Перед бутылкой Олег собрался, как перед штангой, но выпилось неожиданно легко, будто вода, – и с какой-то подозрительной слащавостью. Удалось даже не поморщиться.

– Как вы только ее пьете, – сокрушенно сказал Кача и после своей дозы выдохнул с силой паровоза, а потом сморщился, будто от изжоги. И опять это вышло у него как-то достойнее, чем у Олега. Ведь сколько уже раз убеждался, что лучше не ломаться...

Андрюха выпил как-то наспех и поскорее перешел к главному – мужской беседе. Олег не верил своему счастью: да он ли это сидит в этих исторических кустиках с настоящими взрослыми парнями!

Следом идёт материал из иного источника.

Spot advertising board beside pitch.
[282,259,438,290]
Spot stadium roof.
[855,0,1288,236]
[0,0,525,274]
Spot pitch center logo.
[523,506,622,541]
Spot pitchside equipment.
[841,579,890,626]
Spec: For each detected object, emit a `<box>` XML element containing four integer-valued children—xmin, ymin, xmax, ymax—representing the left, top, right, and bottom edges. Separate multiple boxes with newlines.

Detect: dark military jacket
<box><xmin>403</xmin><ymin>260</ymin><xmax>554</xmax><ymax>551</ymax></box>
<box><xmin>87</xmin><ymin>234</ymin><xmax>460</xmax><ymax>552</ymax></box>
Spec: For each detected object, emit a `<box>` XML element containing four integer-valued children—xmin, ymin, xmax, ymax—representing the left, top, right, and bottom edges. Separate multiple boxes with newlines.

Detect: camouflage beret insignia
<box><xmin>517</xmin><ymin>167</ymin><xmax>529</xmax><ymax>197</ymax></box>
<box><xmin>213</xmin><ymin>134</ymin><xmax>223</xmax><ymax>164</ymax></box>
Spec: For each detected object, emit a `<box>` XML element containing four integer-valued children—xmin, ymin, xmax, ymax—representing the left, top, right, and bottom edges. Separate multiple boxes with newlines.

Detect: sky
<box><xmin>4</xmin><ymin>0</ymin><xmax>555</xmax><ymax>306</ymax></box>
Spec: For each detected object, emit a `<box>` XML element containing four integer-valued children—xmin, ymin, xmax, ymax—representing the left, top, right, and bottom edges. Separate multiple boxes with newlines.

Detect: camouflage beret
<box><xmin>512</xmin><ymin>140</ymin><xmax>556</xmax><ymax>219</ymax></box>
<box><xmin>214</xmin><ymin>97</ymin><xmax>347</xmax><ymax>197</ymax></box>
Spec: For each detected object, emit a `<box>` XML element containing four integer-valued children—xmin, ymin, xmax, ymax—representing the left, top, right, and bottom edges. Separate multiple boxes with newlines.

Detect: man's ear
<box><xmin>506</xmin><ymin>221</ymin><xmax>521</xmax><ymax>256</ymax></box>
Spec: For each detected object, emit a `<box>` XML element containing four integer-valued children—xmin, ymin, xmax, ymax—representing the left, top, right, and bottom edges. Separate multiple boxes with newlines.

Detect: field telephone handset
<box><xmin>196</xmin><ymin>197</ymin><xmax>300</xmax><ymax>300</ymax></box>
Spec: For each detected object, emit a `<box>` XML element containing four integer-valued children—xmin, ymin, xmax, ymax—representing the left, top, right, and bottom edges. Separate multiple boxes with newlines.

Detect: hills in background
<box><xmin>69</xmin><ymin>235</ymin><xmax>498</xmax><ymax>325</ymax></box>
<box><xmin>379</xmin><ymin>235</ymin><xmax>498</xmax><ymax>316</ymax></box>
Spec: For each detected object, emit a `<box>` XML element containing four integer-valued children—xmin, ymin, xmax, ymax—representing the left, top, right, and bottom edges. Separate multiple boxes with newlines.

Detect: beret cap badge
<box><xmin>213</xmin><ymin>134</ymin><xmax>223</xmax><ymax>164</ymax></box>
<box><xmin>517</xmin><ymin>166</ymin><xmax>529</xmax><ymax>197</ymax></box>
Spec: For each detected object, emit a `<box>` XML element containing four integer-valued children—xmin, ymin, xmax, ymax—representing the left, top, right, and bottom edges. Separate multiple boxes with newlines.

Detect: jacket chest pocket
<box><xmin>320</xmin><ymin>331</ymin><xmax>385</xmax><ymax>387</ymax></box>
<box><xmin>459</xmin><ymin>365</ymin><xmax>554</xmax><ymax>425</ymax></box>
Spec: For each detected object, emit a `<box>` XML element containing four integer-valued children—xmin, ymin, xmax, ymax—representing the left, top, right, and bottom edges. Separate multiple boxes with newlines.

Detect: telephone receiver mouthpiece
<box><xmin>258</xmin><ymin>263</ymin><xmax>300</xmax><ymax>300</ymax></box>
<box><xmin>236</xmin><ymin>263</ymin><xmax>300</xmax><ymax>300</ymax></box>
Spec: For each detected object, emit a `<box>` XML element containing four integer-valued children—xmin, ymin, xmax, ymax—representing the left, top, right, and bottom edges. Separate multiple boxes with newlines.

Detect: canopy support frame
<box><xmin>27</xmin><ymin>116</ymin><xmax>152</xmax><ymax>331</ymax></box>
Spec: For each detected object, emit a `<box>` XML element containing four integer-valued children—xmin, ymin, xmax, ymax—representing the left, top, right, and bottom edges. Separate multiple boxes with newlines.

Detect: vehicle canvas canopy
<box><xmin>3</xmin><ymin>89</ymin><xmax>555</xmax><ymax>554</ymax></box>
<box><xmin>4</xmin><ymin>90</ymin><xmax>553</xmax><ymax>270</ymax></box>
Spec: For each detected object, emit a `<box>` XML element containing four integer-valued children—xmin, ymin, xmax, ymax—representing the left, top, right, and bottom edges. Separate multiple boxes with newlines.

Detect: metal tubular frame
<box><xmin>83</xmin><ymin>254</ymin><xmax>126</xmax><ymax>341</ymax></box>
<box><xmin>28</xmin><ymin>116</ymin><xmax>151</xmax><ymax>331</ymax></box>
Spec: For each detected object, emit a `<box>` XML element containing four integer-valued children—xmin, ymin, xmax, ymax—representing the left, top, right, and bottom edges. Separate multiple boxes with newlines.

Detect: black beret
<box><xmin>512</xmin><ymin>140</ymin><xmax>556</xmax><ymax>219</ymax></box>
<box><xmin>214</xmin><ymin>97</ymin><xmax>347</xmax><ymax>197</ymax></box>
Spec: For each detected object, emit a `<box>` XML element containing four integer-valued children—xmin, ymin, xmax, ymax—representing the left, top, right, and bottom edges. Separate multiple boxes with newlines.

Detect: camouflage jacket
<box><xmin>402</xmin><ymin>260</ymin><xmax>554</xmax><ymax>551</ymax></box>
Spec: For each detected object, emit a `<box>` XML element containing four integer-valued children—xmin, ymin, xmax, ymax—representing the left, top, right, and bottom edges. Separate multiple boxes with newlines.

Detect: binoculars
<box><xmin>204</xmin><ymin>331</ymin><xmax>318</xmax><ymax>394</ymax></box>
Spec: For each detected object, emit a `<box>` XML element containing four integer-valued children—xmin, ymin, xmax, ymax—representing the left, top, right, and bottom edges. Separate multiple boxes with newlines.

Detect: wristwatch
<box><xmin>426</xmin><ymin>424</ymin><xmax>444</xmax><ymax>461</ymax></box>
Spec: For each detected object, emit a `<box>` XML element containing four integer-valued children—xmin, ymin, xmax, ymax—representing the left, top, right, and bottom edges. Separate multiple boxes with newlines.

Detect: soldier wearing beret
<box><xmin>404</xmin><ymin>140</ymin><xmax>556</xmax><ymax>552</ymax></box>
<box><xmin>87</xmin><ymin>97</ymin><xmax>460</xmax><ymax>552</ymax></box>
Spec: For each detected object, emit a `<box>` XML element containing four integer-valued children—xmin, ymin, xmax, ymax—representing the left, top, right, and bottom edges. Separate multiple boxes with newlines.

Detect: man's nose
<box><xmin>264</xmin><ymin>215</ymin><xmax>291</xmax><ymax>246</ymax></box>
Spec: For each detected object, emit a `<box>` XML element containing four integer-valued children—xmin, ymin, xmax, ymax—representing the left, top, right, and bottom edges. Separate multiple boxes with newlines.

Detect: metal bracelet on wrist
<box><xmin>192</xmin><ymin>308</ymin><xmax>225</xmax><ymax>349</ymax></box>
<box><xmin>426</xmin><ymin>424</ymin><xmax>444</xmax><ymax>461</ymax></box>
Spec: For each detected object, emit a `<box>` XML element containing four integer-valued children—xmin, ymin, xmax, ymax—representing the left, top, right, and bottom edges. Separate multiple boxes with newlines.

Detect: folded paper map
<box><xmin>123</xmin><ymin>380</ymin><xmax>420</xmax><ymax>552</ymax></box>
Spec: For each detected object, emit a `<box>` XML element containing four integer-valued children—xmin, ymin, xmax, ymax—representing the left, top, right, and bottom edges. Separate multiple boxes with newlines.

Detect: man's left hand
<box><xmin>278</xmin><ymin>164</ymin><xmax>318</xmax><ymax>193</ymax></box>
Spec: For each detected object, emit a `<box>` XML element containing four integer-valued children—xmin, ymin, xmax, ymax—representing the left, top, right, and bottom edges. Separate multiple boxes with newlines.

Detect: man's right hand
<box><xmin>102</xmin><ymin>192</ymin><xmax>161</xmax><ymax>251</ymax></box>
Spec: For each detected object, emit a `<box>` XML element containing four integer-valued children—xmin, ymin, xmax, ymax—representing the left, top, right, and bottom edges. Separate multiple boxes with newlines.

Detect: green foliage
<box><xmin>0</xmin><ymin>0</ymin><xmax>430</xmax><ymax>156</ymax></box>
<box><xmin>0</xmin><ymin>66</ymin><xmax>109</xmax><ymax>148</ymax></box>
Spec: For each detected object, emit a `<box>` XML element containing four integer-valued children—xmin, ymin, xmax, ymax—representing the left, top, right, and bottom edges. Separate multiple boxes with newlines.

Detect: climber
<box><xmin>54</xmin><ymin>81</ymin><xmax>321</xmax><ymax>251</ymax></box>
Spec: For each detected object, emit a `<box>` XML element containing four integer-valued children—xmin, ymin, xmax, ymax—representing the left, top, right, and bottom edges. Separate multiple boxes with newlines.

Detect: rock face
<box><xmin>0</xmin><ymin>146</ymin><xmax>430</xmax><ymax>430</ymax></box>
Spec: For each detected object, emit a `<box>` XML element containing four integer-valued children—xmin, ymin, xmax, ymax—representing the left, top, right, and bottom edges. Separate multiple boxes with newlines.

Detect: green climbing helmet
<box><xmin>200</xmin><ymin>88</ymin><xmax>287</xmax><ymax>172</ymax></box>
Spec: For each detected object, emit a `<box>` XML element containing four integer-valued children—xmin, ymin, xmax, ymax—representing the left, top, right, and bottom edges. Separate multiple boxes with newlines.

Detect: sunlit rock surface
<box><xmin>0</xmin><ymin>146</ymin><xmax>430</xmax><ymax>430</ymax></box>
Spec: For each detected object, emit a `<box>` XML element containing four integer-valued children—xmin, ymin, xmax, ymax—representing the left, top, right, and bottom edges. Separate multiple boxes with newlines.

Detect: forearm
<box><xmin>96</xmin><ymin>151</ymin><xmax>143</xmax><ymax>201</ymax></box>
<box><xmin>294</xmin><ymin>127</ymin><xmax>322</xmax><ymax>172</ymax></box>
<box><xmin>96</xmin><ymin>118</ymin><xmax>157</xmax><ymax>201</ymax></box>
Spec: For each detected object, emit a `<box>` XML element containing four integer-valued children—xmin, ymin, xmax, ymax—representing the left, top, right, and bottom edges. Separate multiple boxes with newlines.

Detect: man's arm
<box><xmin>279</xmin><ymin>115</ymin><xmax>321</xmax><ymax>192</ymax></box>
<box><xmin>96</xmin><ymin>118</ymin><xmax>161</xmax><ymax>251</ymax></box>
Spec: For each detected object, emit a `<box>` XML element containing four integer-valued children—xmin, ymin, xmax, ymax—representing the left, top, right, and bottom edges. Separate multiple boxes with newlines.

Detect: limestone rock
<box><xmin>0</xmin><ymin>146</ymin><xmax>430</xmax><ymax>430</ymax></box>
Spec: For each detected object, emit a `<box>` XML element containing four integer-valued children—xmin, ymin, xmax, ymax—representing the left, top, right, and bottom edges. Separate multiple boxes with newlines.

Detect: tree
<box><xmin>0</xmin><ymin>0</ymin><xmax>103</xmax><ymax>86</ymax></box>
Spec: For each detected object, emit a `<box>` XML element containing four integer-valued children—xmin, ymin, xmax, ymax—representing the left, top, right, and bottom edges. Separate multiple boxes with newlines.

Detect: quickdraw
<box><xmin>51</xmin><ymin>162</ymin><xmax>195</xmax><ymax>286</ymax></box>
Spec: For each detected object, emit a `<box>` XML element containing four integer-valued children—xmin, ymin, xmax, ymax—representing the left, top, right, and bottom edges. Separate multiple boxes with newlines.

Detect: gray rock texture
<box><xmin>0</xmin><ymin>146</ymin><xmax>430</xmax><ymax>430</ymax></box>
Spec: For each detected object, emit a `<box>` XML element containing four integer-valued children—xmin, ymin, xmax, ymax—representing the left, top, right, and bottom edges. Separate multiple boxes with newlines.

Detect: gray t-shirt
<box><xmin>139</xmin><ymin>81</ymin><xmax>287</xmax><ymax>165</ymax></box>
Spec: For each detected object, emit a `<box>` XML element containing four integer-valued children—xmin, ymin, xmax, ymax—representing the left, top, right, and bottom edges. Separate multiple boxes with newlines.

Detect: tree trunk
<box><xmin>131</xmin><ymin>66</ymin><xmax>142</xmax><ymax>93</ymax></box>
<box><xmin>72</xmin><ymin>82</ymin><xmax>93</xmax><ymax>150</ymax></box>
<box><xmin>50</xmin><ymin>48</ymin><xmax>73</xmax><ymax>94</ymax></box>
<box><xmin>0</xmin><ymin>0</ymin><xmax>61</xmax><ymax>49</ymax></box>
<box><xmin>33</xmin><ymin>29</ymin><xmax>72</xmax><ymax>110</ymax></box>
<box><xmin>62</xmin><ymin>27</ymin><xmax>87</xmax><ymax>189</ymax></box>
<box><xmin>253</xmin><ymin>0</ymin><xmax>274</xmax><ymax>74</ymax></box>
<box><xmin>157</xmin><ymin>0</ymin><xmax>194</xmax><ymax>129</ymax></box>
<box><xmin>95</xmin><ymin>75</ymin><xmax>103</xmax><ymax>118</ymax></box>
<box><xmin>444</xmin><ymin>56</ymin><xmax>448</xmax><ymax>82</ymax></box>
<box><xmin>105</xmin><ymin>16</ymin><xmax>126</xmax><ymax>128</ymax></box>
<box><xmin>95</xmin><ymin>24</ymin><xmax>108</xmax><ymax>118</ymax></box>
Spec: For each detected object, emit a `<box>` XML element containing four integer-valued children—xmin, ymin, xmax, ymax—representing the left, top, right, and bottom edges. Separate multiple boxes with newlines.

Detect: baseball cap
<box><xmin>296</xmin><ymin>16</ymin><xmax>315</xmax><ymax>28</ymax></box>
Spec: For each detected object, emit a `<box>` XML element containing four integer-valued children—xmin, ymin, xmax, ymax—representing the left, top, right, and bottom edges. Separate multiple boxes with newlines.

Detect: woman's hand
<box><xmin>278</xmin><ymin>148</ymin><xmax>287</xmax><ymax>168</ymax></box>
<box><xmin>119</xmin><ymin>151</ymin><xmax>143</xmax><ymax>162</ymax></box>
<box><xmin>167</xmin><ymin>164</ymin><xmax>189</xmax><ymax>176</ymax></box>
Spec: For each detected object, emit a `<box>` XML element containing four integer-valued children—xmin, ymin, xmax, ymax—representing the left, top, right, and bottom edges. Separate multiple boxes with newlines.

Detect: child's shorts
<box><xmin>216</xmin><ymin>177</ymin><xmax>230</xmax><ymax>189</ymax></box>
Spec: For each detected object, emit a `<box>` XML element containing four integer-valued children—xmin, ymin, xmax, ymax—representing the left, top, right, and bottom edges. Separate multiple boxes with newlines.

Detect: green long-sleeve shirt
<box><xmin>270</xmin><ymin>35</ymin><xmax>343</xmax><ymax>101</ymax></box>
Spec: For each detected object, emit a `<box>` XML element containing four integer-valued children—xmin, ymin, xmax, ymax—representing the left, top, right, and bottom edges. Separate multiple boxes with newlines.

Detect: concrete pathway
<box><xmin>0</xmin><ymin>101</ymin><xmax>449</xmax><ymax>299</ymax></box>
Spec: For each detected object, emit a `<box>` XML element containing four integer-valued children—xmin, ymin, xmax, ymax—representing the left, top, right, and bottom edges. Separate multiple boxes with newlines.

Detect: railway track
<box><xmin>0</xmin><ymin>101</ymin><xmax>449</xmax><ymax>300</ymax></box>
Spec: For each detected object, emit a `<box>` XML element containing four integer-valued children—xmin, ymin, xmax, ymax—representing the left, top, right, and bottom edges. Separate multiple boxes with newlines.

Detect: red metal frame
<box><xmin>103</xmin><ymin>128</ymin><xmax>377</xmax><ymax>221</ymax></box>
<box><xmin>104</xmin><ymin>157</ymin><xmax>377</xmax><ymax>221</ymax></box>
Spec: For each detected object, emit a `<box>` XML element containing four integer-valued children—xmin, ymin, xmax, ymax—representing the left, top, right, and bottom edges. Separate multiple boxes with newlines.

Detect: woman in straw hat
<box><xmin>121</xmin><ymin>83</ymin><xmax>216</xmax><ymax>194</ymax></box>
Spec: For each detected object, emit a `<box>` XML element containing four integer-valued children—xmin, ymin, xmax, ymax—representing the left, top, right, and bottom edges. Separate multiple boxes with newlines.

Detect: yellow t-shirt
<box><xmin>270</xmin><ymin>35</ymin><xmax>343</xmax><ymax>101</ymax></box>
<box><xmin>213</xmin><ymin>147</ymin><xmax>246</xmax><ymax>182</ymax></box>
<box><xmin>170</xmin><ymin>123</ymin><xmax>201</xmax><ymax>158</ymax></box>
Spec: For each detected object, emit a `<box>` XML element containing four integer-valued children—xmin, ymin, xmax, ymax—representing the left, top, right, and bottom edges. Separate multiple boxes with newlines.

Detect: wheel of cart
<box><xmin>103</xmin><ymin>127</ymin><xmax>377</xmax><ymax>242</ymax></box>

– Ты сколько баб перепробовал? – потребовал Андрюха у Качи.

– Кончай, – отмахнулся Кача: как, мол, только самому не надоело.

– А я штук тридцать перепробовал за свою жизнь короткую, – довольно закончил Андрюха. Он вопросительно посмотрел на Олега, пытаясь найти в нем более благодарного слушателя, – и нашел.

Это дело в последнее время стало для Олега чрезвычайно актуальным – брало не столько, может быть, остротой, сколько неотступностью: стоило хоть минуту посидеть спокойно – и привязывалось. Вот и сейчас ему было трудно отвести взгляд даже от этой дурацкой бабенции с рыбой-мочалкой.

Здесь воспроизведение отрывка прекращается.